Iván Sepúlveda

Personal information
- Full name: Iván Ulises Sepúlveda González
- Date of birth: 1 September 1978 (age 47)
- Place of birth: Rancagua, Chile
- Height: 1.73 m (5 ft 8 in)
- Position: Defender

Youth career
- O'Higgins

Senior career*
- Years: Team / Apps / (Gls)
- 1998–2001: O'Higgins / 62 / (1)
- 2002: Santiago Wanderers / 6 / (0)
- 2003: Centauros Villavicencio
- 2004–2005: Deportes Puerto Montt / 37 / (1)
- 2007: Deportes Melipilla / 10 / (1)
- 2007–2010: Curicó Unido / 54 / (1)
- 2010–2011: Lota Schwager

= Iván Sepúlveda =

Chilean footballer (born 1978)

Iván Ulises Sepúlveda González (born 1 September 1978) is a Chilean former footballer who played as a defender for clubs in Chile and Colombia.

==Career==
A product of O'Higgins youth system, Sepúlveda made his debut in the 1998 season, when the club got promotion to the 1999 Primera División de Chile, alongside players such as Mauricio Dinamarca, Roberto González, Alejandro Tobar, Mario Núñez, among others.

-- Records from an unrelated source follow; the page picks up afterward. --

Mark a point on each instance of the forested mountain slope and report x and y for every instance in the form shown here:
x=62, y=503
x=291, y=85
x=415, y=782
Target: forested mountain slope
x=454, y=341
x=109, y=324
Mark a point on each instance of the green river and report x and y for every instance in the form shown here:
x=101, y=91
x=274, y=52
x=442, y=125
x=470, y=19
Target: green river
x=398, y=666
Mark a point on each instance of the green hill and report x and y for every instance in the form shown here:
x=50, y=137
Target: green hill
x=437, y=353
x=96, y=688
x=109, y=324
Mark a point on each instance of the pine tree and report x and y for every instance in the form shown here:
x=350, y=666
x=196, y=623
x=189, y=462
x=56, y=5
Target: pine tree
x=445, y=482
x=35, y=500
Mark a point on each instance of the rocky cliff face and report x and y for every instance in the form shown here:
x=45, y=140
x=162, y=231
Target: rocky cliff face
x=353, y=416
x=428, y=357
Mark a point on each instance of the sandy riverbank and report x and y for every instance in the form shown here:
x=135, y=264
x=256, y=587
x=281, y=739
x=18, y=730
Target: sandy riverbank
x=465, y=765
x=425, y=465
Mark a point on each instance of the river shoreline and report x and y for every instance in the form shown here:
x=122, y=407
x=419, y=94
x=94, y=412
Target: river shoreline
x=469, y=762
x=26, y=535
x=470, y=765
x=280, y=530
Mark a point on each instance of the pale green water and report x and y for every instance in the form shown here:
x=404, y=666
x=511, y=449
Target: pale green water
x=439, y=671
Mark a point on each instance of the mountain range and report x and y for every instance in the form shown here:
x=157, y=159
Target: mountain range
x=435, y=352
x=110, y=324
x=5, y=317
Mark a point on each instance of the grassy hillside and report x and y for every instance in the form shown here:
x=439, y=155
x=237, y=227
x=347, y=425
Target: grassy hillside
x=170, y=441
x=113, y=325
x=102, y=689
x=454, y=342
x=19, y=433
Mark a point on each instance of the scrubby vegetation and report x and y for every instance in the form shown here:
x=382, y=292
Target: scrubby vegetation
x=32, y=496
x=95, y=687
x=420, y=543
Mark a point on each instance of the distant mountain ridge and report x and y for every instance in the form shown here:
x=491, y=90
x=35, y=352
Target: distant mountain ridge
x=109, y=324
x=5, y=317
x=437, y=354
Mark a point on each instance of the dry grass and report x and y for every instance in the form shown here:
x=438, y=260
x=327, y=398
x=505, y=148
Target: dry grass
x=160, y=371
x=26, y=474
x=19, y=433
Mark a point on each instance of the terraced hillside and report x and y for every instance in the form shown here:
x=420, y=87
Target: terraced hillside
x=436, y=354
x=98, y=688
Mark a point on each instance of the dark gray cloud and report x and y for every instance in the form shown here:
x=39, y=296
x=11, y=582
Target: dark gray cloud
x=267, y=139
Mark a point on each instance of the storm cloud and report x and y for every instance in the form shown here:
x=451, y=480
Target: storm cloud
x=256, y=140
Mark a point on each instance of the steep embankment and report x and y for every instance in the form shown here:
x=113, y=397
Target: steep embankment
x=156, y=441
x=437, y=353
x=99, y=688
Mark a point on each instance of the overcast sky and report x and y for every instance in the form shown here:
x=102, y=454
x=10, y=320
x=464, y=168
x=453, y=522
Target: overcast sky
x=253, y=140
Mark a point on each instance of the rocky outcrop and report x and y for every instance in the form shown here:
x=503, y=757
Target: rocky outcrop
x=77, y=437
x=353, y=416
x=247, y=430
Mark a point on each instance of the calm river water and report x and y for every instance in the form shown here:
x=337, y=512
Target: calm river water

In Chilean Primera División, he also played for Santiago Wanderers, Deportes Puerto Montt, Deportes Melipilla and Curicó Unido.

In the second level, he also played for Curicó Unido, with whom he won the league title in 2008, and Lota Schwager.

Abroad, he had a stint with Colombian side Centauros Villavicencio in 2003.